The shows people really love are on cable

If the current TV season were a baseball game, December’s arrival — the industry’s equivalent of the seventh-inning stretch — would see managers frantically signaling to bring in relief pitchers.

Maybe it was anticipating of the shifting political winds, but the major networks were inordinately conservative in assembling their September lineups, taking only a few calculated risks. And while that’s not particularly new, their year of living safely has yielded what amounts to a qualitative siesta.

That’s disheartening, from a critical standpoint, coming on the heels of a mini-resurgence during the 2009-10 season punctuated by “Glee,” “Modern Family” and “The Good Wife.” With those programs, broadcasters achieved commercial success — along with Emmy nominations — by venturing beyond their comfort zones.

Alas, the new season produced little to sustain that momentum. Moreover, even the programs that won modest acclaim for their pilots have, for the most part, failed to fulfill their promise (again, creatively speaking) upon repeated exposure.

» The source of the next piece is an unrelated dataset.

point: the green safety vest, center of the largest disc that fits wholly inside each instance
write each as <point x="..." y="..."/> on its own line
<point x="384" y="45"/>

While Fox’s “Lone Star” barely got time to lace up its boots, time-period rival “The Event” has grown less eventful, as has “Hawaii Five-0.” “No Ordinary Family” has proved far too ordinary in its domestic exploits — more suited to ABC Family than ABC — and CBS’ “Mike and Molly” took a sweet premise about two overweight people finding love and has not-entirely-sidestepped concerns about relentless fat jokes by being unnecessarily smutty.

In this case, just because you can (as in “Hey, we’re following ‘Two and a Half Men.’ Unleash the sex gags!”) doesn’t mean you should.

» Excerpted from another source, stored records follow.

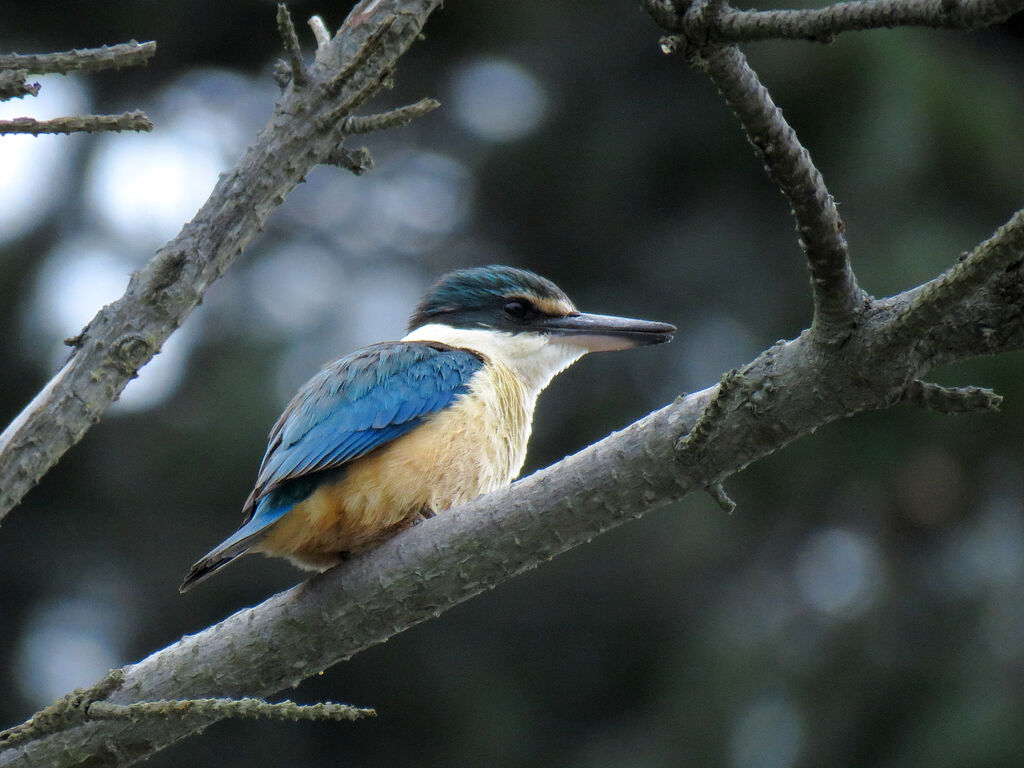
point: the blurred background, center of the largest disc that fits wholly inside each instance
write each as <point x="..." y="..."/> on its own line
<point x="862" y="606"/>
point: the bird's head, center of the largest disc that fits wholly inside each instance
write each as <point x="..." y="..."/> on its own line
<point x="516" y="301"/>
<point x="523" y="320"/>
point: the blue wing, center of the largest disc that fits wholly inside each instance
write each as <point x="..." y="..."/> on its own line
<point x="358" y="403"/>
<point x="353" y="406"/>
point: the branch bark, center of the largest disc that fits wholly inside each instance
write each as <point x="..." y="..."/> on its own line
<point x="304" y="131"/>
<point x="129" y="121"/>
<point x="821" y="25"/>
<point x="788" y="390"/>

As for last year’s newcomers, while “Modern Family” continues to delight, “Glee” is producing fewer transcendent moments to override its clunkier ones, stoking apprehensions that anything burning so brightly risks flaming out just as rapidly.

Creatively, the breakthroughs have once again largely come from the cable universe — most notably “Boardwalk Empire” and “The Walking Dead” — renewing concerns about a two-tiered system.

If these trend lines continue, the fear is higher-quality programs will gravitate almost exclusively to TV’s equivalent of the arthouse circuit, while networks retreat to the franchise business, figuring every good crime show deserves at least one L.A.-based spinoff.

We’ve heard a lot about a “lost decade” in terms of the U.S. economy, but unless the midseason reinforcements improve matters, the networks might wind up regretting their own lost 2010. It was, after all, the year in which they bid farewell to a trio of long-running hits that were also Emmy winners, each significant in its own way — “Lost,” “24,” “Law and Order” — without anointing worthy heirs.

CBS, perhaps, can survive mainly on a meat-and-potatoes diet, but even there, brand extensions go only so far. At a time when networks have finally made inroads in pressuring cable operators to pay retransmission fees, you also have to wonder about whether middling fare is going to be good enough in a climate based more on cash transactions and less on inertia.

To be fair, broadcasters are holding their own — and certain staples, particularly NFL football, are demonstrating their enduring clout as a mass medium.

But that’s not considering the passion deficit — the gap between programs that people watch avidly, time-shift religiously and (if push comes to shove) are willing to buy vs. those they enjoy more passively.

At first, network honchos exulted rather haughtily — in some cases, almost gleefully — over the audience’s utter rejection of “Lone Star.” Some seized on its quick exit as a sign of critics’ irrelevance, inasmuch as the show drew the most positive reviews among this season’s network newcomers.

Upon further review, though, the high-profile projects put into development for next season reflect a grudging acknowledgement that this season’s tepid results warrant more adventurousness. And perhaps the retransmission windfall will help provide the cushion to take those chances.

Until then, “Walking Dead” has inadvertently provided an apt metaphor for the fall’s creative malaise: From a distance, the zombies amble along harmlessly enough. It’s only when you let them get too close that their lifelessness and lack of soul become apparent — and by then, it’s almost too late to keep them from eating your brains.